Jewish Women International
- Abbreviation: JWI
- Formation: 1897; 129 years ago
- Founder: American Jewish women associated with B'nai B'rith
- Founded at: United States
- Type: Social service organization
- Legal status: Active
- Purpose: Empower women and girls, ensure their safety, health, rights, and security; prevent domestic violence.
- Location: Washington, D.C., United States;
- Region served: International
- Services: Social services, advocacy, education
- Fields: Women's rights, domestic violence prevention, social services
- Official language: English
- Affiliations: B'nai B'rith (historically)
- Website: jwi.org

= Jewish Women International =

American nonprofit organization

Jewish Women International (JWI) is a Jewish-American social service organization founded in 1897 by American Jewish women associated with B'nai B'rith, an international Jewish social service organization.

The organization's mission is described as working to empower women and girls of all backgrounds, ensuring their safety, health, rights, and security. The group maintains it is inspired by a legacy of women's leadership and Jewish values. The group cites the Jewish value of Tikkun Olam ("repairing the world") as a guiding Jewish principle for the organization.

A priority for the group is the prevention of domestic violence. JWI was the first Jewish organization to establish an international conference on domestic violence in the Jewish community held in 2003. In the late 1990s, the organization estimated that family members in a sizable percentage of all Jewish households in the United States (estimated between 15% and 25%) experienced domestic violence. And that the rates were similar across the Jewish denominations.

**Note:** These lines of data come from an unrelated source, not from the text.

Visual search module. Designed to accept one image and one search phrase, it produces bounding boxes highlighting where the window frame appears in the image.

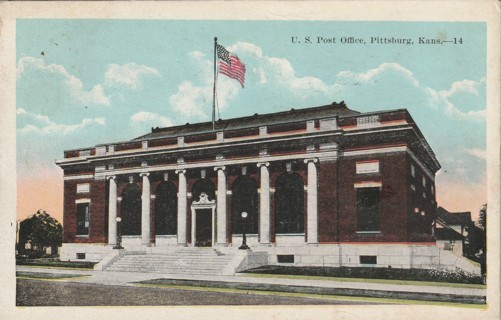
[356,186,381,233]
[76,201,90,236]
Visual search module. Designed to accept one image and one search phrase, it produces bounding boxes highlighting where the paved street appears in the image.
[16,278,379,306]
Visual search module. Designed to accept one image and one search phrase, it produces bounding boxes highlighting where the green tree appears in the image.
[477,204,486,231]
[465,204,486,276]
[18,210,63,257]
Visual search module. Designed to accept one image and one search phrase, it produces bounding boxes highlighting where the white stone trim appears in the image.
[64,174,94,181]
[356,160,379,174]
[343,145,407,157]
[75,198,91,204]
[354,181,382,189]
[343,145,435,181]
[57,131,343,166]
[76,183,90,193]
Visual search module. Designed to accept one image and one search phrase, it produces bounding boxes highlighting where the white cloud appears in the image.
[230,42,342,100]
[168,42,485,124]
[426,79,486,122]
[337,63,420,87]
[104,63,160,90]
[463,148,487,160]
[169,81,213,119]
[17,107,105,135]
[17,56,110,106]
[168,49,240,119]
[130,111,172,127]
[446,78,484,96]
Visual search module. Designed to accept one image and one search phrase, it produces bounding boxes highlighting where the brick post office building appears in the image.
[56,101,478,274]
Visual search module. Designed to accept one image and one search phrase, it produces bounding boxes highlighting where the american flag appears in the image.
[216,44,246,88]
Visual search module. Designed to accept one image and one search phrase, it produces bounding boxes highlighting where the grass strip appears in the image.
[133,282,486,308]
[136,278,485,305]
[17,265,95,271]
[241,273,486,289]
[16,271,89,281]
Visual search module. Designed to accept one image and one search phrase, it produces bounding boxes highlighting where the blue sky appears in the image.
[16,19,486,221]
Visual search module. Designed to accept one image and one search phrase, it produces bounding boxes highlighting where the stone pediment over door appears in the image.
[192,192,216,208]
[191,192,216,247]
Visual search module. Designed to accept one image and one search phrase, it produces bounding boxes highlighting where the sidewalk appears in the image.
[16,266,486,304]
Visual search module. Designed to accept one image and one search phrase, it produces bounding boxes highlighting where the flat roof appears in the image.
[132,101,360,141]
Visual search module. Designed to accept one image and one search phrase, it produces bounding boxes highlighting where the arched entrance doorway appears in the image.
[191,178,216,247]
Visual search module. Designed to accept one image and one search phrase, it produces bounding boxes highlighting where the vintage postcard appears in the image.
[1,1,499,319]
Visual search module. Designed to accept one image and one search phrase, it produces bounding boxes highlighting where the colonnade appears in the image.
[107,159,319,247]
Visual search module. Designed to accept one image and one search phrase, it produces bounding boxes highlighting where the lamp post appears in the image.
[239,211,250,250]
[113,217,123,249]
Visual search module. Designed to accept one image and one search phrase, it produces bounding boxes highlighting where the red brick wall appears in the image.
[63,178,107,243]
[318,160,339,242]
[407,155,437,241]
[336,152,409,242]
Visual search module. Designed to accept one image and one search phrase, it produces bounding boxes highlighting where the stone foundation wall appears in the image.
[60,243,114,262]
[59,242,480,275]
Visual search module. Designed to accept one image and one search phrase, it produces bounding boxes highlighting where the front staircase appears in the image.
[104,248,237,275]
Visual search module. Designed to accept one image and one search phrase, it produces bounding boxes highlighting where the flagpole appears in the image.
[212,37,217,131]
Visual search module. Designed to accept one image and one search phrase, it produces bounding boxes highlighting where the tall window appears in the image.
[76,202,90,236]
[155,182,178,235]
[121,183,141,236]
[231,176,258,235]
[275,172,305,234]
[357,187,380,232]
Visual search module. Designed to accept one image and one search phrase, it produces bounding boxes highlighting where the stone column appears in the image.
[140,172,151,246]
[176,169,187,246]
[257,162,271,244]
[305,158,319,244]
[107,176,117,245]
[215,166,227,245]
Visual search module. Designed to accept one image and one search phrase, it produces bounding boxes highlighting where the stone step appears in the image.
[121,256,233,261]
[116,259,233,265]
[106,248,236,275]
[106,264,226,270]
[107,266,224,271]
[112,263,231,268]
[106,268,223,275]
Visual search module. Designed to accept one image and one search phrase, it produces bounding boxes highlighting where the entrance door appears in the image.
[195,209,212,247]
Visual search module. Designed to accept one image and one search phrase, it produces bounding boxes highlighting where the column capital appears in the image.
[175,169,186,175]
[214,165,226,172]
[139,172,150,177]
[106,175,117,180]
[304,158,319,164]
[257,162,270,168]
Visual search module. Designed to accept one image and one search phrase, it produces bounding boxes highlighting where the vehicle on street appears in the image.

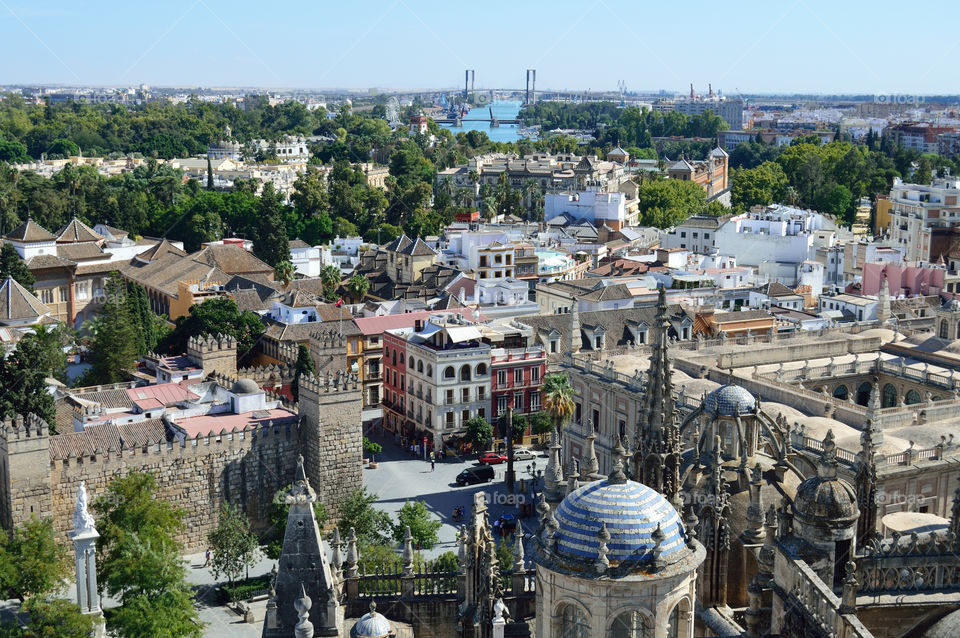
[456,465,495,486]
[512,447,535,461]
[478,452,507,465]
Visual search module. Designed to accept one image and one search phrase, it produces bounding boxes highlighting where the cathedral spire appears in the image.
[644,285,674,434]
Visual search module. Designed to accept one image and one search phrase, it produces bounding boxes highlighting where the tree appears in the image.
[92,473,202,637]
[363,436,382,461]
[108,590,203,638]
[207,504,259,588]
[499,411,527,442]
[252,182,289,267]
[163,297,264,356]
[0,517,71,601]
[393,500,442,550]
[290,344,315,402]
[730,161,789,211]
[0,243,33,290]
[635,179,707,228]
[543,374,576,437]
[465,416,494,451]
[274,260,295,288]
[0,334,57,427]
[346,273,370,302]
[125,281,158,355]
[529,411,554,436]
[19,597,97,638]
[320,264,342,301]
[264,484,328,561]
[206,156,214,191]
[337,487,392,548]
[81,273,138,384]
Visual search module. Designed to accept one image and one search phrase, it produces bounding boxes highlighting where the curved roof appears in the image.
[704,384,755,416]
[232,378,261,395]
[923,608,960,638]
[554,478,685,564]
[352,608,392,638]
[794,474,858,524]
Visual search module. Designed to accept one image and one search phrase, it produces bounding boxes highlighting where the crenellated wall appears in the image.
[0,372,363,551]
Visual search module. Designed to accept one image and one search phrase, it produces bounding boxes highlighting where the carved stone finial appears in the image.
[401,525,415,576]
[594,522,611,572]
[294,583,314,638]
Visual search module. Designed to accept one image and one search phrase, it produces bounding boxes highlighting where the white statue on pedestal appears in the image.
[73,482,96,535]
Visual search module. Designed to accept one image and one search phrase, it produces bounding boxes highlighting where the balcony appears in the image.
[367,370,381,381]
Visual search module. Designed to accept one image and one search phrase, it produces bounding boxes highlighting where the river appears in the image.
[439,100,526,143]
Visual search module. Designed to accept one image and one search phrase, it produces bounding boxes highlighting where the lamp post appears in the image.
[502,407,516,494]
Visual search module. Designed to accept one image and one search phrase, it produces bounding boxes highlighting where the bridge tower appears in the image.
[525,69,536,105]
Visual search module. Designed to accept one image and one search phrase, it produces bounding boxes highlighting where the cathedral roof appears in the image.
[554,478,685,564]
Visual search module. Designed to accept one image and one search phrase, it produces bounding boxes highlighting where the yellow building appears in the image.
[874,195,892,236]
[383,234,438,284]
[476,242,515,280]
[169,279,226,319]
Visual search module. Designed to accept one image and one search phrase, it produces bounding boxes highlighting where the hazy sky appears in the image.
[2,0,957,95]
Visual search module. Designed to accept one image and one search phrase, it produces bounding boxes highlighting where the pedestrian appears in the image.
[431,459,436,471]
[204,549,211,567]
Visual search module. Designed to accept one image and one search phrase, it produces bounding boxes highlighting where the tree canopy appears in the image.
[162,296,264,356]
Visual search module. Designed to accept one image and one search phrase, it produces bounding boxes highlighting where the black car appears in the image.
[456,465,494,486]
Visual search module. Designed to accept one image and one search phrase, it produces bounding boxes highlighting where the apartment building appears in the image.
[886,175,960,262]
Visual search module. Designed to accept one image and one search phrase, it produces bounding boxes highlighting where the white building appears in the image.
[661,216,726,254]
[886,175,960,262]
[715,205,837,268]
[818,293,878,322]
[544,189,627,228]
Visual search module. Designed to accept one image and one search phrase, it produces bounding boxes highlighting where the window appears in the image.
[462,409,470,423]
[609,611,649,638]
[427,365,432,377]
[478,407,485,419]
[480,256,488,268]
[417,360,423,373]
[680,231,686,238]
[693,232,698,238]
[460,365,471,382]
[462,388,470,402]
[444,366,455,379]
[514,392,524,411]
[497,370,507,386]
[559,604,589,638]
[514,369,524,385]
[446,389,454,405]
[704,233,710,239]
[476,363,487,376]
[495,254,502,264]
[408,356,415,369]
[497,395,508,415]
[400,353,404,364]
[530,391,541,412]
[531,367,540,383]
[592,409,600,431]
[574,402,582,424]
[446,412,454,427]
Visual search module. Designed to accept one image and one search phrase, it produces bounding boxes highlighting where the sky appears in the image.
[1,0,958,95]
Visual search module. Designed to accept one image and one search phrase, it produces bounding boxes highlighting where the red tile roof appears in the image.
[354,308,473,336]
[172,408,297,438]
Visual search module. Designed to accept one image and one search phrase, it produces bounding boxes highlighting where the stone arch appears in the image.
[882,383,898,408]
[607,609,653,638]
[665,597,692,638]
[833,384,849,401]
[905,389,922,405]
[856,381,871,406]
[556,601,591,638]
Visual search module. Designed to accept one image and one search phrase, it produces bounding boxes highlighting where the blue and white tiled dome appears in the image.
[554,478,685,564]
[704,384,755,416]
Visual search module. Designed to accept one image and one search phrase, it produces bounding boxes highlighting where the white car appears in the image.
[512,448,535,461]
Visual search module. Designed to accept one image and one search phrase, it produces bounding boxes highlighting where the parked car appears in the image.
[512,447,535,461]
[478,452,507,465]
[456,465,495,486]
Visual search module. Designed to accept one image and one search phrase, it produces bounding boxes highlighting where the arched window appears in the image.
[444,366,455,379]
[833,384,848,401]
[940,320,949,339]
[400,353,405,365]
[856,381,872,406]
[476,363,487,376]
[905,389,922,405]
[609,610,648,638]
[427,365,433,378]
[408,356,415,369]
[392,351,397,366]
[882,383,898,408]
[417,360,423,373]
[460,365,471,382]
[666,604,681,638]
[559,604,589,638]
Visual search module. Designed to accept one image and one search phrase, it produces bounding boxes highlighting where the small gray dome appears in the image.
[794,475,858,524]
[924,608,960,638]
[232,378,260,394]
[704,384,755,416]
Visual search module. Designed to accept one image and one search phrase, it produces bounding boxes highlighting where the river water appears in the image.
[439,100,525,143]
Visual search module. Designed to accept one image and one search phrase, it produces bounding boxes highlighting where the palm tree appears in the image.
[347,273,370,302]
[274,260,295,289]
[542,374,576,438]
[320,264,342,301]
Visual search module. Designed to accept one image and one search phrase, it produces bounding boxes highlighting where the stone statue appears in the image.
[73,481,96,534]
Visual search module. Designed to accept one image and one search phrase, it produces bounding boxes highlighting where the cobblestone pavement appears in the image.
[362,430,547,559]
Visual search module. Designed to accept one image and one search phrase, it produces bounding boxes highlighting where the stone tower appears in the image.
[0,414,52,530]
[567,303,581,354]
[633,285,682,510]
[297,372,362,520]
[186,333,237,377]
[307,329,348,377]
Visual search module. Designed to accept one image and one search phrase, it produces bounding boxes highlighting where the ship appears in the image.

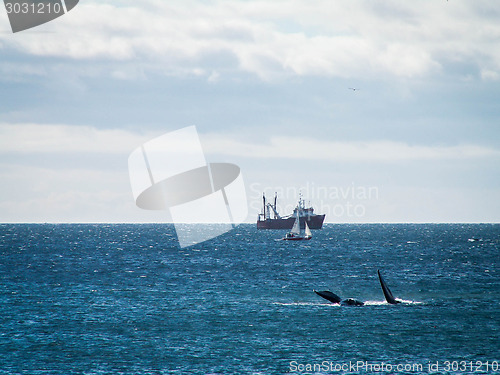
[257,192,325,230]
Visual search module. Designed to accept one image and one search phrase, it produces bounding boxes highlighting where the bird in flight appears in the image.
[348,87,359,91]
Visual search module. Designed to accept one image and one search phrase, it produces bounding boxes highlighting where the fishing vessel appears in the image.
[257,192,325,229]
[283,213,312,241]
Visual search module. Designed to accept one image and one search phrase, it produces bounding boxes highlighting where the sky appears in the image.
[0,0,499,223]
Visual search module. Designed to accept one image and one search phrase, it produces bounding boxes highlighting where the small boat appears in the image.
[283,213,312,241]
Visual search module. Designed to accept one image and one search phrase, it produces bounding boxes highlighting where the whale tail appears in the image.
[314,290,342,304]
[378,270,401,304]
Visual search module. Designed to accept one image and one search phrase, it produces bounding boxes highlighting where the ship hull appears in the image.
[257,215,325,230]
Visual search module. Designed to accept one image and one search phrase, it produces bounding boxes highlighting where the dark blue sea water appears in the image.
[0,224,499,374]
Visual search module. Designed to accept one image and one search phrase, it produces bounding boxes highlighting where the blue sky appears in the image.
[1,0,499,223]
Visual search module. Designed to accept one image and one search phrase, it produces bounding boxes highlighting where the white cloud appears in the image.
[1,123,498,223]
[481,69,500,81]
[1,0,499,80]
[2,123,497,163]
[0,123,155,154]
[0,163,154,223]
[202,134,500,162]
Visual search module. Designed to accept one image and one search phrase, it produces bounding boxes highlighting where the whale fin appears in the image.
[378,270,400,304]
[314,290,341,304]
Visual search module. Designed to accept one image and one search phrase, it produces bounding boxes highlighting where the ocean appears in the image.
[0,224,499,374]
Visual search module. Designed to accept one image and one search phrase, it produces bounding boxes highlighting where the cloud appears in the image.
[1,0,499,80]
[0,123,155,155]
[0,162,147,222]
[202,134,500,162]
[1,123,498,223]
[2,123,498,163]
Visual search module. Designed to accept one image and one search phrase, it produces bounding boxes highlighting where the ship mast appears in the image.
[263,193,271,219]
[274,192,277,217]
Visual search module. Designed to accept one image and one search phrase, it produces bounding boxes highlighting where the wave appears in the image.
[273,300,424,307]
[272,302,340,307]
[364,299,424,305]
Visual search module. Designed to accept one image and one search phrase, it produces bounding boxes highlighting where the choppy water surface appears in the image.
[0,224,499,374]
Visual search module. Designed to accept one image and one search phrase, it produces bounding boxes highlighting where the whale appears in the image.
[314,270,402,307]
[314,290,364,306]
[377,270,400,304]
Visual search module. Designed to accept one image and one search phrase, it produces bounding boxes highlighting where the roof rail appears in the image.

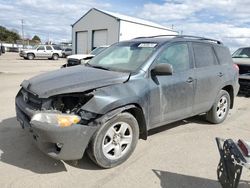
[134,35,223,45]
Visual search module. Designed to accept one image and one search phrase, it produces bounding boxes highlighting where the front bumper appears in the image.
[19,52,27,58]
[15,94,97,160]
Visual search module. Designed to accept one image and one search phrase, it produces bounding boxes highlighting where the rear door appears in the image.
[45,45,53,57]
[149,42,195,127]
[192,42,224,114]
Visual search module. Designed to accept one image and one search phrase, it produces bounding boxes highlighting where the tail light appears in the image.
[238,139,250,156]
[233,64,239,71]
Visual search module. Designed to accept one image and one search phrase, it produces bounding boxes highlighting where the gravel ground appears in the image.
[0,52,250,188]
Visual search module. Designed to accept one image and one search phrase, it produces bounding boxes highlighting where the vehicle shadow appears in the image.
[152,169,250,188]
[17,58,63,61]
[0,117,67,174]
[238,93,250,98]
[148,115,209,136]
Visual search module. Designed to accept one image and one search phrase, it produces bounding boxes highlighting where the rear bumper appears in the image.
[15,95,97,160]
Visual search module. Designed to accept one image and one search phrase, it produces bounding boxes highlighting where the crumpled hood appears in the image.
[21,66,129,98]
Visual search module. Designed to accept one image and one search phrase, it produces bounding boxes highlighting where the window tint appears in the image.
[214,46,232,64]
[46,46,52,50]
[37,46,45,51]
[193,43,216,68]
[155,43,190,72]
[53,46,61,50]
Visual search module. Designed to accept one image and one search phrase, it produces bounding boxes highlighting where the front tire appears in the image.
[27,53,34,60]
[52,54,59,60]
[206,90,230,124]
[87,112,139,168]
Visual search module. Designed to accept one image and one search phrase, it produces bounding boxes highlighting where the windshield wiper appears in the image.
[85,63,110,71]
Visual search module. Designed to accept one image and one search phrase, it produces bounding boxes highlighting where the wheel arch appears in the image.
[95,104,148,140]
[222,85,234,109]
[27,52,35,57]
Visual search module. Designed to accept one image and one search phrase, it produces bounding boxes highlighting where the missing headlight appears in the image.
[51,93,93,113]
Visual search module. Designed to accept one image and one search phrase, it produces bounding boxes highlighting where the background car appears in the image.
[20,45,62,60]
[232,47,250,95]
[61,45,108,68]
[62,47,72,58]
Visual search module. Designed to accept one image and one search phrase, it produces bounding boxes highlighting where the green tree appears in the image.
[32,35,41,43]
[0,26,21,43]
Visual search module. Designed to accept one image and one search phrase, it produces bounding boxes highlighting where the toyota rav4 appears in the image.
[15,35,239,168]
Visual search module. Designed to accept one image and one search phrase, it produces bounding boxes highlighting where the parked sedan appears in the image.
[62,48,72,58]
[61,46,108,68]
[232,47,250,95]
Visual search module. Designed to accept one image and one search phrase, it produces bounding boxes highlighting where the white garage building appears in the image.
[72,8,178,54]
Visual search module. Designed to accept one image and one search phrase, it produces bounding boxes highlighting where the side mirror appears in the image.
[151,63,173,76]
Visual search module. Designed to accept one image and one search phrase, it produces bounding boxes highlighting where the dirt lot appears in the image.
[0,52,250,188]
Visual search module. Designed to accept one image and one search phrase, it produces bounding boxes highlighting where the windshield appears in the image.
[87,42,158,72]
[90,47,107,55]
[232,48,250,58]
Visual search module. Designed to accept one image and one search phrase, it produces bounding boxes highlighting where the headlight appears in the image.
[31,112,81,127]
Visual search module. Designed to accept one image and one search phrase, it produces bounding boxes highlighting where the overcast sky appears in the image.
[1,0,250,51]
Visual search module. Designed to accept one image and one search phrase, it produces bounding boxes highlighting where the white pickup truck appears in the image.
[20,45,62,60]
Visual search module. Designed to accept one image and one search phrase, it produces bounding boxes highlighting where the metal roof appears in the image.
[72,8,176,32]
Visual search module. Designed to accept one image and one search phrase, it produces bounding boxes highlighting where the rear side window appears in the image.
[193,43,216,68]
[214,46,232,64]
[46,46,52,50]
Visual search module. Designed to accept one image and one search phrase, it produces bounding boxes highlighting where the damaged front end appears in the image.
[15,88,100,160]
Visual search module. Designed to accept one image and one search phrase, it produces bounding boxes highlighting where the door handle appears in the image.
[186,77,194,83]
[218,72,224,77]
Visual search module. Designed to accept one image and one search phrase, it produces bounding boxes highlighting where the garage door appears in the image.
[93,30,107,49]
[76,31,88,54]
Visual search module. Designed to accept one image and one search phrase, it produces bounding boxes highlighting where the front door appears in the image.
[149,42,195,127]
[36,46,46,57]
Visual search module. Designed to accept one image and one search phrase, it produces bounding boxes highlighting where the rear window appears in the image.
[214,46,232,64]
[193,43,217,68]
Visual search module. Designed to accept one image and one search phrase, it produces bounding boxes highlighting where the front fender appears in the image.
[81,80,149,115]
[82,88,143,114]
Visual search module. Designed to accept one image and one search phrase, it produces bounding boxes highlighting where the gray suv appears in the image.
[15,35,239,168]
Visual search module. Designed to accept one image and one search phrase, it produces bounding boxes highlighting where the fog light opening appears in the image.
[55,143,63,152]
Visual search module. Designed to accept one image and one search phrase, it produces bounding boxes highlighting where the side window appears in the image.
[155,43,190,73]
[193,43,216,68]
[37,46,45,51]
[46,46,52,50]
[214,46,232,65]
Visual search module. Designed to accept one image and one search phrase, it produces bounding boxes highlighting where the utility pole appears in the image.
[21,19,24,48]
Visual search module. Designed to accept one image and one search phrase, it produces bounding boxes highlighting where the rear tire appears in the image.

In 2001, the group proposed a long-term strategy to respond to and prevent domestic violence in the Jewish community. Among the issues addressed by the group is the reluctance of Jewish women facing abuse to seek assistance, or delays in seeking assistance. Factors identified with this issue include shame, fear of unfavorable child custody outcomes, and the lack of financial means to seek legal recourse. The term used to describe this shame is "shonda" (a Yiddish term). The group points to the issue of the lack of awareness in the Jewish community and the lack of a vigorous condemnation from rabbinic authorities which may perpetuate the perception of domestic violence as not occurring in the Jewish community.

In 2011, CNN journalist Dana Bash resigned as a trustee of JWI under pressure over its abortion-rights advocacy. A number of conservative blogs had highlighted the group's position on abortion after Bash accepted the trustee position.